During non-sweeps months this year, Lost has mostly slogged along with average episodes. I'm still a big fan of the show, and to me, an average episode of Lost is still better than most anything else the networks have to offer. But it's obvious that during non-sweeps months, we mostly get episodes with unrevealing flashbacks, character pieces that don't advance the overall plot, stories that retread what's come before.
There are some notable exceptions -- the map on the blast doors was in March, for example -- but mostly the big stuff comes during sweeps: the great "The Other 48 Days" episode, and the one where Ana-Lucia kills Shannon, not to mention Jack and Kate's first kiss, were all in November, while Henry Gale first appeared in February (which is a much less important sweeps month than November or May, but still). During non-sweeps months, the show tends to fall back on Charlie, Claire, Jin, Sun, and Hurley, as well as the "tailies," who (and I say this despite Hurley being my favorite) are definitely second-tier characters (or lower, like Rose and Bernard -- and hey, what's with them getting a flashback episode, but not poor Libby? She only gets a cameo in a Hurley flashback, and then BANG! Dead!). There are generally things of interest in each of those episodes (like that Libby cameo), but nothing that blows your mind, the way this show does at its best.
Then, come May -- whammo!

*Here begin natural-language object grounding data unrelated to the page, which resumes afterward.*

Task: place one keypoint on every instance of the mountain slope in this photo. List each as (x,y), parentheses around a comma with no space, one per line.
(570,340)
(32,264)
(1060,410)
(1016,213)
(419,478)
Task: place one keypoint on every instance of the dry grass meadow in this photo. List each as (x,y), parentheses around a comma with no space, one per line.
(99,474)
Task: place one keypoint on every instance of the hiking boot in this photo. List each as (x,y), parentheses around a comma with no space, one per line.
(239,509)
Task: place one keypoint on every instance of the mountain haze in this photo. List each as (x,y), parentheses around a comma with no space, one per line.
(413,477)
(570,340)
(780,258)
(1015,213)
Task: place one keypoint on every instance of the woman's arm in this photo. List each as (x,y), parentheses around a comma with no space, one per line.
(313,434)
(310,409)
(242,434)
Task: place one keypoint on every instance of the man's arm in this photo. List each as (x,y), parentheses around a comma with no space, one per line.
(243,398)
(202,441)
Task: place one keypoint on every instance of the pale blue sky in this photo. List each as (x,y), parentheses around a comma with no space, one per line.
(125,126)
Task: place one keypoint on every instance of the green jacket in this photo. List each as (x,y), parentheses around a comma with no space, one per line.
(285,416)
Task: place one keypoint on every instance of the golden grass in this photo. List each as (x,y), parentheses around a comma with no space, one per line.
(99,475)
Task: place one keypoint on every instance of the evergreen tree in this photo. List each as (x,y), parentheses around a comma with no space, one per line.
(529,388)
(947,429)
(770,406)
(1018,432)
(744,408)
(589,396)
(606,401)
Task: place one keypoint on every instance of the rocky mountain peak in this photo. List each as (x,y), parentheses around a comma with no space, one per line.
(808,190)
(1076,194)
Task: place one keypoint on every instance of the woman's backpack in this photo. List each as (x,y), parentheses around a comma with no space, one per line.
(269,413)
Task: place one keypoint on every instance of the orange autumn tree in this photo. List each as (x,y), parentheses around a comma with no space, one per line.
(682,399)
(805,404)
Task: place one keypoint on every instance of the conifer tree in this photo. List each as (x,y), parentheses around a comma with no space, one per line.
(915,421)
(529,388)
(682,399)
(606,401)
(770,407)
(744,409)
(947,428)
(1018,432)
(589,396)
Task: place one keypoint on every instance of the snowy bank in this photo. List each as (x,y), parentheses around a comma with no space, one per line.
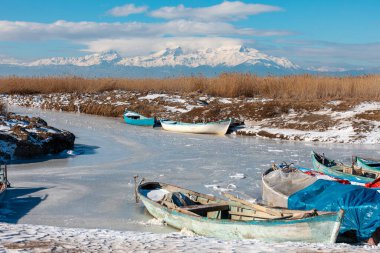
(317,121)
(33,238)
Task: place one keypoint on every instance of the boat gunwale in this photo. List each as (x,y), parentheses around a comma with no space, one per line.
(171,122)
(339,174)
(322,215)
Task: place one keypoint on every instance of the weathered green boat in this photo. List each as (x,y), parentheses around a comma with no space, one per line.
(368,164)
(338,170)
(236,219)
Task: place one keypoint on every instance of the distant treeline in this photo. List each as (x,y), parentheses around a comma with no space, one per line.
(303,87)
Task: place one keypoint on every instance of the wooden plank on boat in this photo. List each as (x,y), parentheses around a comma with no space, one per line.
(207,207)
(254,206)
(263,216)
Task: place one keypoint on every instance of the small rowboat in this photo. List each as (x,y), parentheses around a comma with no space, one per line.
(236,219)
(136,119)
(291,188)
(367,164)
(3,181)
(351,173)
(218,127)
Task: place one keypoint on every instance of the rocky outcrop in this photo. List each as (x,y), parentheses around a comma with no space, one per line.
(24,137)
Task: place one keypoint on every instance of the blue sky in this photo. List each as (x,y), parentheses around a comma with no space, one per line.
(318,33)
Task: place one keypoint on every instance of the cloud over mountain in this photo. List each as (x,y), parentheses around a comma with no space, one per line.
(223,11)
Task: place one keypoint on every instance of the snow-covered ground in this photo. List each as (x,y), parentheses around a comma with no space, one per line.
(32,238)
(343,131)
(354,124)
(84,198)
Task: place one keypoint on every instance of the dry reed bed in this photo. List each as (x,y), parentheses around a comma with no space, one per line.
(296,87)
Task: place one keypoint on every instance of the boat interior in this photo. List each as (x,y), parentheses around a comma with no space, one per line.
(201,205)
(352,170)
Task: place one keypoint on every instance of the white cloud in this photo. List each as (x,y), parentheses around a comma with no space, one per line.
(324,53)
(18,31)
(126,10)
(76,31)
(144,46)
(224,11)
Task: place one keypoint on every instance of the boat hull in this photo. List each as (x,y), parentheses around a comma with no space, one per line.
(140,122)
(365,165)
(337,172)
(317,229)
(219,128)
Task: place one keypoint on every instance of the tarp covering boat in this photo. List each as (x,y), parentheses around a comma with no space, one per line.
(290,188)
(209,216)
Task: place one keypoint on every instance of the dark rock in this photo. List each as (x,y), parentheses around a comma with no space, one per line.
(33,138)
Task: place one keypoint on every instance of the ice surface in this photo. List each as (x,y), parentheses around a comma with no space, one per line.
(95,189)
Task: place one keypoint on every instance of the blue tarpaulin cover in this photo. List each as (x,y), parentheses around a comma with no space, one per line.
(361,205)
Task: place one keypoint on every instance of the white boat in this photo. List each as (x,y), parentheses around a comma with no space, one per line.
(218,127)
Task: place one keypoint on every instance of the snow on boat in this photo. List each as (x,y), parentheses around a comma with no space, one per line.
(293,189)
(208,216)
(351,173)
(136,119)
(218,127)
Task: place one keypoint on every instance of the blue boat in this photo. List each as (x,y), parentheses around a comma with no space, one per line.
(133,118)
(368,164)
(341,171)
(290,188)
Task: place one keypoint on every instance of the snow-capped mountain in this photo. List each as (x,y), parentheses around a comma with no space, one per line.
(165,63)
(84,61)
(224,56)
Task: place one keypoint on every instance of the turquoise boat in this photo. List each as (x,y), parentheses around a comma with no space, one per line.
(367,164)
(3,181)
(136,119)
(208,216)
(331,168)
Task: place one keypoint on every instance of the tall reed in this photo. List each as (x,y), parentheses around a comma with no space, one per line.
(302,87)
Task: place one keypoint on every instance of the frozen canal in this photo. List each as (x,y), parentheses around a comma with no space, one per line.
(92,187)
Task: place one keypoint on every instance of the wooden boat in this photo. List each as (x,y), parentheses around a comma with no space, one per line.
(235,219)
(3,181)
(351,173)
(288,187)
(218,127)
(136,119)
(367,164)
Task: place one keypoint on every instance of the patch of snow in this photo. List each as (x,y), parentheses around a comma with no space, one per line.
(238,176)
(225,101)
(152,96)
(334,102)
(15,238)
(175,109)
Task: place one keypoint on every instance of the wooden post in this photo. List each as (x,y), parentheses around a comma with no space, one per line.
(136,195)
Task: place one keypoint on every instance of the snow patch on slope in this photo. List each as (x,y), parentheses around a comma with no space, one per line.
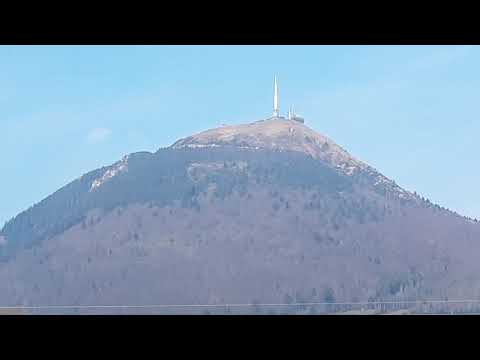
(121,166)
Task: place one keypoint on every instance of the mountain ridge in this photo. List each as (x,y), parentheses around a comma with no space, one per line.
(266,204)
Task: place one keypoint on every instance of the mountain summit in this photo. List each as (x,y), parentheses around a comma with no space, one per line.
(267,212)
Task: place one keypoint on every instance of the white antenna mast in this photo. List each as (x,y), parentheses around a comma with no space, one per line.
(275,98)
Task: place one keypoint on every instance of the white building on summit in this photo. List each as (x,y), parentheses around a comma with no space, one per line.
(276,110)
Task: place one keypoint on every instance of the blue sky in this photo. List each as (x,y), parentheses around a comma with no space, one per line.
(409,111)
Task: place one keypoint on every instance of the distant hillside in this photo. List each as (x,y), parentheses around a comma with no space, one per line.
(269,212)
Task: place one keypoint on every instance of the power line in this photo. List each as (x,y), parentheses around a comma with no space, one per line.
(364,303)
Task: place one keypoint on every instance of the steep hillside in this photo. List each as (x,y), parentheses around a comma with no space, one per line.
(269,212)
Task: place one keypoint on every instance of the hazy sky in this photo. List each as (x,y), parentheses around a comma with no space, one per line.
(412,112)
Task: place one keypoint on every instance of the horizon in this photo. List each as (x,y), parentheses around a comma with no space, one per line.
(84,113)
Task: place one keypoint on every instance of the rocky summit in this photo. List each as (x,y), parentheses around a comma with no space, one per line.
(269,212)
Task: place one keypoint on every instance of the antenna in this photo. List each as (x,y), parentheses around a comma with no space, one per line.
(275,98)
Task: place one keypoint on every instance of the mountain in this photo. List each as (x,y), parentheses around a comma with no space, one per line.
(264,213)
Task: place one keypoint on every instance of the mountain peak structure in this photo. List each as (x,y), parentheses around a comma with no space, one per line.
(269,212)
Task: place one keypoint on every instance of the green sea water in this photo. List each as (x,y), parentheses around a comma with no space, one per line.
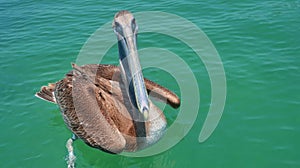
(258,43)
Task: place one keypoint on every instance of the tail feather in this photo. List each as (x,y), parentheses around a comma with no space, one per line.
(47,93)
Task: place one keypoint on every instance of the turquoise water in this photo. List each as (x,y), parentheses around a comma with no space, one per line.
(258,42)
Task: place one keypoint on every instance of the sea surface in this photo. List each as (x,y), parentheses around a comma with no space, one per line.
(257,41)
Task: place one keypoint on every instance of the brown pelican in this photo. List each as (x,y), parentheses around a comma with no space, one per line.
(108,106)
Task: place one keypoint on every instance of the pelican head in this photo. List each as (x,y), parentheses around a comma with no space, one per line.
(126,29)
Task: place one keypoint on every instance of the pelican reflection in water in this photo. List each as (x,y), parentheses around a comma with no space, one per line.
(108,106)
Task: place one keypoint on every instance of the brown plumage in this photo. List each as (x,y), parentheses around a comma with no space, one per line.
(107,106)
(93,107)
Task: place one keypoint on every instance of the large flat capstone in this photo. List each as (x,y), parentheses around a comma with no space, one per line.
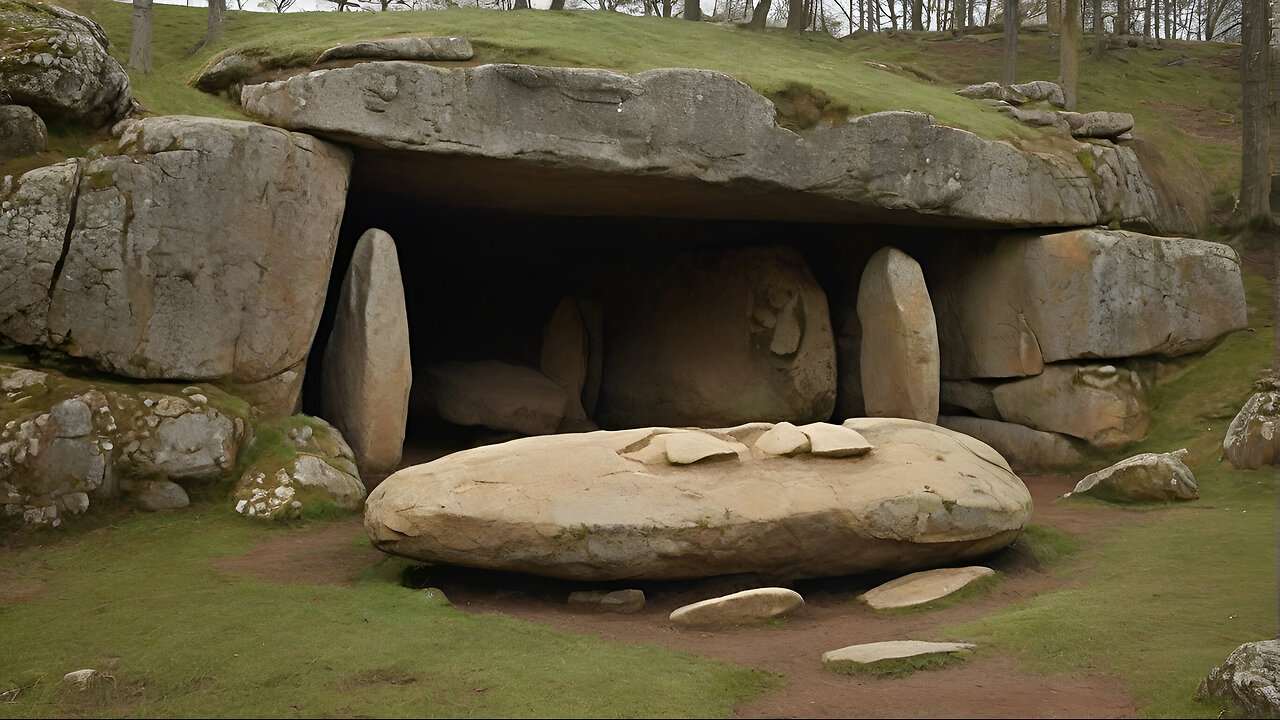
(571,139)
(635,505)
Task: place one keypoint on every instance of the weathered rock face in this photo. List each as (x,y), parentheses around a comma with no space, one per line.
(900,340)
(658,502)
(35,213)
(67,442)
(402,49)
(1082,294)
(1151,477)
(1102,405)
(320,470)
(366,364)
(56,63)
(720,337)
(223,226)
(707,133)
(1251,438)
(1248,678)
(494,395)
(1024,447)
(22,132)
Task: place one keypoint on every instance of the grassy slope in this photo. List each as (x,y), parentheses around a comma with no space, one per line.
(140,600)
(1160,602)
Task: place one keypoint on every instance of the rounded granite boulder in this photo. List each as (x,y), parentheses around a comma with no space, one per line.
(664,504)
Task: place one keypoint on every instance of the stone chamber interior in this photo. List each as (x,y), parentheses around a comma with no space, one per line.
(488,250)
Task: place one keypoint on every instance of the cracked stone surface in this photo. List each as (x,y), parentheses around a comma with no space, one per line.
(699,140)
(599,506)
(223,226)
(1032,300)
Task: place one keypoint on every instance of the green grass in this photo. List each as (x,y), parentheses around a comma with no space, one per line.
(138,600)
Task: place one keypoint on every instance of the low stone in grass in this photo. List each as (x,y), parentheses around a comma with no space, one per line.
(1248,678)
(1151,477)
(923,587)
(604,601)
(894,659)
(746,607)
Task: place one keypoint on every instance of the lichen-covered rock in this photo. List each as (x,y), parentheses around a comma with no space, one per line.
(629,504)
(417,49)
(1249,678)
(223,226)
(56,63)
(1151,477)
(22,132)
(67,442)
(1251,438)
(712,133)
(306,468)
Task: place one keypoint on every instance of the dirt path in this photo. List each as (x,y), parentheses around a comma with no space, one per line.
(982,687)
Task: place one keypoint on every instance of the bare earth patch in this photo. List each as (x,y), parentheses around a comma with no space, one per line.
(986,686)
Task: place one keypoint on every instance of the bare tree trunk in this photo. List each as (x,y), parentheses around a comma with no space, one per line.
(1009,71)
(214,23)
(759,16)
(1255,206)
(796,18)
(140,36)
(1066,50)
(1098,36)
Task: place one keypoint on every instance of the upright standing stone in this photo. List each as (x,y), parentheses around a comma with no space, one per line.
(565,355)
(366,364)
(718,337)
(900,338)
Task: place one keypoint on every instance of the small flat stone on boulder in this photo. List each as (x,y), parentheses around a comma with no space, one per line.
(784,438)
(402,49)
(835,441)
(923,587)
(850,659)
(1151,477)
(744,607)
(608,601)
(689,447)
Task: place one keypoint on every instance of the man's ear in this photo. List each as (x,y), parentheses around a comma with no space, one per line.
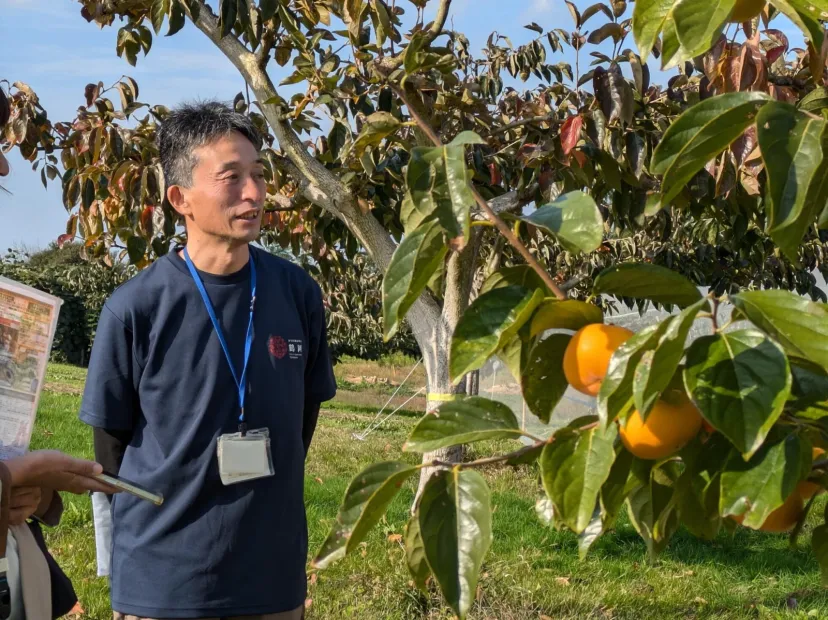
(177,197)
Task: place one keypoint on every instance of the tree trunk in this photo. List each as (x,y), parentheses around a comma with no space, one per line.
(432,325)
(473,383)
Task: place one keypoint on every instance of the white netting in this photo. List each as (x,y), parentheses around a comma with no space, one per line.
(497,383)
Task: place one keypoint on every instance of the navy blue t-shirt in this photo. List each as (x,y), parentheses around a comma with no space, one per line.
(157,368)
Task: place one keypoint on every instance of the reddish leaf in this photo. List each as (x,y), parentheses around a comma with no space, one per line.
(744,146)
(779,37)
(570,132)
(774,53)
(495,177)
(745,72)
(146,219)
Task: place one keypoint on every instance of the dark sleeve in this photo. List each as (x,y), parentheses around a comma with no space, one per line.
(110,394)
(311,416)
(110,446)
(320,384)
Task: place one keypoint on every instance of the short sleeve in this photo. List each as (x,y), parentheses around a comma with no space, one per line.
(109,396)
(320,383)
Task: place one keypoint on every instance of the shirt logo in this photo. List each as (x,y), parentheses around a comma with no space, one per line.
(279,348)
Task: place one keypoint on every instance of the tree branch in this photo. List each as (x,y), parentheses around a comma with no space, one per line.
(265,47)
(525,121)
(392,63)
(484,206)
(511,201)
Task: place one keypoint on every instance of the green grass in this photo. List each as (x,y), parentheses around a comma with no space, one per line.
(530,572)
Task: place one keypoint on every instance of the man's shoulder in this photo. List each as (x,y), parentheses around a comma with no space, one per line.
(282,268)
(140,293)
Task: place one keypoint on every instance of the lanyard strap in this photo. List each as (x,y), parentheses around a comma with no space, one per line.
(241,382)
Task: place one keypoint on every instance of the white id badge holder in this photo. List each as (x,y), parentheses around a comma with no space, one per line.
(244,458)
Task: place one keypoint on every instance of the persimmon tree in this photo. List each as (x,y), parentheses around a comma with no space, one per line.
(506,221)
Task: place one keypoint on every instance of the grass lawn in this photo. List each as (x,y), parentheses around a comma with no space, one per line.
(530,572)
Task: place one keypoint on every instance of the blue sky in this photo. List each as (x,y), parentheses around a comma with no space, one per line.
(47,44)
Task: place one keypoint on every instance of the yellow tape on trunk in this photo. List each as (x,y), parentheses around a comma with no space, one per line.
(445,397)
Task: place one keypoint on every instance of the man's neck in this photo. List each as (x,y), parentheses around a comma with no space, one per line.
(217,258)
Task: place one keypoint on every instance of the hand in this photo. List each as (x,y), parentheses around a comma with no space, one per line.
(56,470)
(24,503)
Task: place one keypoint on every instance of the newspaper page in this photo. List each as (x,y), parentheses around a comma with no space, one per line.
(28,319)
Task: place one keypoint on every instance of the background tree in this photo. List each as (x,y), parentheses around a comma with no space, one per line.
(430,163)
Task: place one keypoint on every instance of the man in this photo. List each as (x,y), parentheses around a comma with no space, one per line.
(176,351)
(32,585)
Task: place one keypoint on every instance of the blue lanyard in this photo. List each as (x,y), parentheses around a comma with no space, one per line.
(241,382)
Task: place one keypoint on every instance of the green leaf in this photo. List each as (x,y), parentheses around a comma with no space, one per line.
(799,325)
(615,398)
(700,22)
(543,382)
(814,101)
(365,501)
(456,526)
(227,16)
(412,57)
(382,24)
(757,487)
(618,485)
(160,9)
(467,137)
(490,322)
(268,8)
(672,52)
(805,15)
(652,511)
(809,390)
(647,281)
(740,382)
(377,127)
(177,18)
(464,421)
(567,314)
(699,134)
(573,219)
(136,249)
(819,544)
(437,184)
(517,275)
(573,468)
(337,138)
(591,533)
(88,196)
(415,553)
(654,372)
(648,21)
(697,500)
(792,150)
(417,257)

First episode of the month -- Michael shoots Ana-Lucia and Libby! Ana-Lucia dies! Michael shoots himself! He's working for the Others!! Holy CRAP. Second episode (last night) -- Henry Gale escapes! Eko and Locke discover another hatch! And another Orientation tape! They learn (finally) that the numbers and button-pushing in the original hatch are meaningless! Libby dies! (I really did not expect her to die -- I thought she'd linger around in a coma or something until the season finale, at least, or that, since the episode's flashback was all about a supposed resurrection miracle, she'd come back to life at the last second. And as for that Orientation tape -- you have to wonder about the people who would take their "important" task of monitoring the video feeds seriously, when they've just been told that everything everyone is doing is completely unimportant.) Now that's good stuff. Which means it's time to pump up those ratings, and it's almost time for the season-ending cliffhanger.
Same thing happened last year. A whole lot of nothing down the home stretch, then a bunch of cool stuff in the last few episodes. Not to mention the many, many hiatuses we've had to deal with. Two weeks on, one week off. One week on, two weeks off. Hell, after November sweeps, the next new show wasn't until January 11. That's five off weeks between new episodes.
That's just the way of the beast, and I can't get too worked up about it. You save your best stuff for when it counts. But it just seems so blatant on this show.